It takes some group theory and Fermat's little theorem to explain the details (I have posted the group theory details in the appropriate presentation, but did not go over any proofs in class. So you will have to believe the facts, and are not expected

to know how to prove them).

If p is a prime, then the integers in the set $\{1,2,\ldots,p-1\}$ form a group with respect to the operation of multiplication

modulo p. Furthermore, this group is **cyclic**: There is an element, g, such that the various powers of g, namely $\{g,g^2,\ldots,g^{p-1}\}$ are all different and thus expand all of $\{1,2,\ldots,p-1\}$ (all operations are modulo p).

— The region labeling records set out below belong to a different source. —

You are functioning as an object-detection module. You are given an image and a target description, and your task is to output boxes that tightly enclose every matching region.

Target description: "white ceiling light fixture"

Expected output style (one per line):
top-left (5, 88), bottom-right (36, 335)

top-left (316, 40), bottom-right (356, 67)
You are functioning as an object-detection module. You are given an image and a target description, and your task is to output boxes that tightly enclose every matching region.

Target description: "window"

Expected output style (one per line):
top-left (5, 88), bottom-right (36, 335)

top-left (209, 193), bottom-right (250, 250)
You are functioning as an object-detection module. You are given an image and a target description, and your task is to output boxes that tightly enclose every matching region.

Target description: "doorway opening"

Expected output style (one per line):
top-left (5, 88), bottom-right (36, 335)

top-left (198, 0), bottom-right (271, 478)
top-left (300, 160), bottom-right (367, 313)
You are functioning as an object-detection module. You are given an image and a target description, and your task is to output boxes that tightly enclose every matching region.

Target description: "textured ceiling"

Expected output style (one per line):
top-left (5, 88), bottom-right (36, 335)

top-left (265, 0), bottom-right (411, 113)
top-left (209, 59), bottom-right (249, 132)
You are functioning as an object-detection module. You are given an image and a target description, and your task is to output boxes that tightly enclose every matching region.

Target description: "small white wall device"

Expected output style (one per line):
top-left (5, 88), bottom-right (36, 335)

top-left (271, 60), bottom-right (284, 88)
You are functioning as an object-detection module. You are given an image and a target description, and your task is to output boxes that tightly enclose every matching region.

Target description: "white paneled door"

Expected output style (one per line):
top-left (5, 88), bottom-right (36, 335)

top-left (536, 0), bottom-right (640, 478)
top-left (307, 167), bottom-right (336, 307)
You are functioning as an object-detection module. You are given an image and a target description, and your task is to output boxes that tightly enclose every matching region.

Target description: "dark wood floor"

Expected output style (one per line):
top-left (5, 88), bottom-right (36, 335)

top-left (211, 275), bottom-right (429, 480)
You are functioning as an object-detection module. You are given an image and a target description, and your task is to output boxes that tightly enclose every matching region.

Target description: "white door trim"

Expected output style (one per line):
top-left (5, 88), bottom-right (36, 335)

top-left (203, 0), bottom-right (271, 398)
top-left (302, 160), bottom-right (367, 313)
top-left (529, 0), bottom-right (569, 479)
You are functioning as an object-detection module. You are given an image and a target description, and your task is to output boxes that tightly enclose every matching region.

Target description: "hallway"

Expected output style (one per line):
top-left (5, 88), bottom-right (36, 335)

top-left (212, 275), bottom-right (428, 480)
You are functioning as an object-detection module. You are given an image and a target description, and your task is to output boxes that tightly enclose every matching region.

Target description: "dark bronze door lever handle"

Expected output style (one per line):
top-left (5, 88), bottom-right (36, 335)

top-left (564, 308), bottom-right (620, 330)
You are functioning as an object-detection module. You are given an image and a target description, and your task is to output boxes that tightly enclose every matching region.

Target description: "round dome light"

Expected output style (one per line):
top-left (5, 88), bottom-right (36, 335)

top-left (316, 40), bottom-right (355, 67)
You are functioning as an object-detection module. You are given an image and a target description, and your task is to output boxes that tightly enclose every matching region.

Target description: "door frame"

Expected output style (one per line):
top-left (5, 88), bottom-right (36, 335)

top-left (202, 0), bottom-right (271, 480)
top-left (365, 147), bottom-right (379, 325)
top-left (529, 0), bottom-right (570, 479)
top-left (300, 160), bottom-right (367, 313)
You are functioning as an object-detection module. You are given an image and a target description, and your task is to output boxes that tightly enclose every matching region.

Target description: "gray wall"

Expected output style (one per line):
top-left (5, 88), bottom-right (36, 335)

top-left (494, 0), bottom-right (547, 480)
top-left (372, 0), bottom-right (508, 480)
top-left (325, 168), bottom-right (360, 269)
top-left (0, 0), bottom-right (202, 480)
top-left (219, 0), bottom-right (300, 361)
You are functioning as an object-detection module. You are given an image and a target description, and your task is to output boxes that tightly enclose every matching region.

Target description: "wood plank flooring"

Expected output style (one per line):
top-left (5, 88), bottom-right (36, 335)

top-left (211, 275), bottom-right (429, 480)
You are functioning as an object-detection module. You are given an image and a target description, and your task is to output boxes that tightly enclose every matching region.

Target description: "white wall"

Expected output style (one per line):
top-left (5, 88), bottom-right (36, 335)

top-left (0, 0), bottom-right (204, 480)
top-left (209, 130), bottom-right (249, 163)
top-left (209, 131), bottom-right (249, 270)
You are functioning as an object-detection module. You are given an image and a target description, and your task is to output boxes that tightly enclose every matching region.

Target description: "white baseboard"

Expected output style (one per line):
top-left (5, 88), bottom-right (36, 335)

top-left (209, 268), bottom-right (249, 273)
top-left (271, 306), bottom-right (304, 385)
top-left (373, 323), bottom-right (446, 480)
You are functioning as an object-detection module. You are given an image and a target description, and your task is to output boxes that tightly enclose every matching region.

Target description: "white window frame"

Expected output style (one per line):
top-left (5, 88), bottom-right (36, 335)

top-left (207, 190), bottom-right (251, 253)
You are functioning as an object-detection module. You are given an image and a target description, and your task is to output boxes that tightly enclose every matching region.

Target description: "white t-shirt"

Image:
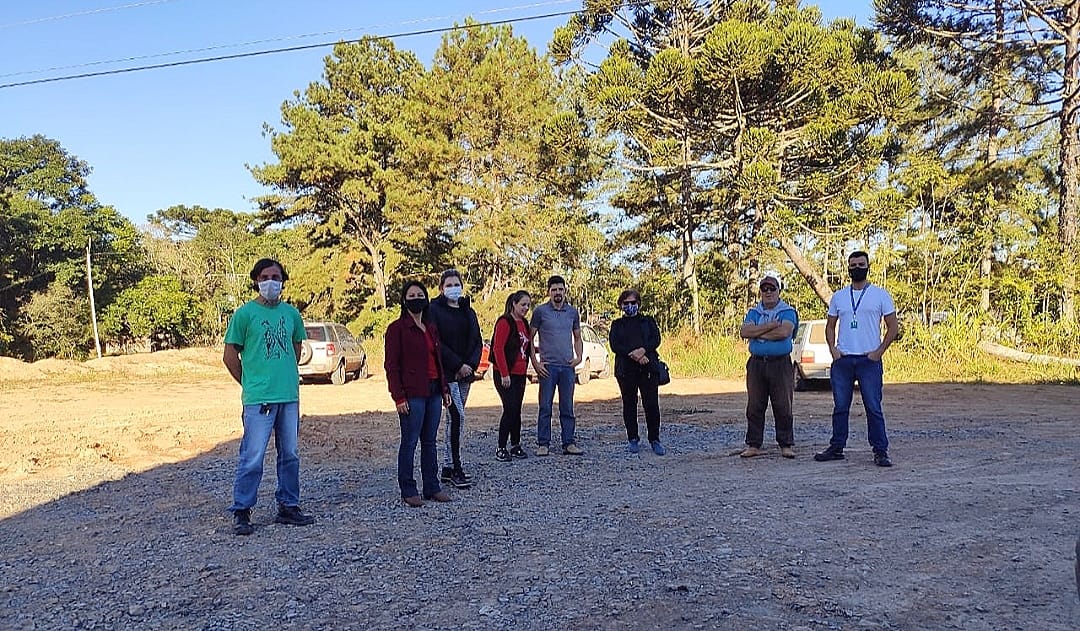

Such g is called a **multiplicative generator** of the grouo.

If $h\in \{1,2,\ldots,p-1\}$ is not a multiplicative generator, then the various powers of h, namely $\{h,h^2,\ldots,h^{p-1}\}$ form a proper subgroup of $\{1,2,\ldots,p-1\}$. By Lagrange theorem, the number of elements in such subgroup must divide p-1, which is the number of elements in the whole group. Denote this number by m, then m is a divisor of p-1, and m<p-1. By Fermat's little theorem, this implies $h^m=1 \pmod p$.

So if for some g, $g^m\neq 1 \pmod p$ for all proper divisors m of p-1, such g must be a multiplicative generator.

In Diffie Hellman key exchange we use such multiplicative generator as part of the information known by everyone.

Raising g to some power is easy. Doing the inverse (taking "discrete logs") is **believed** to be hard.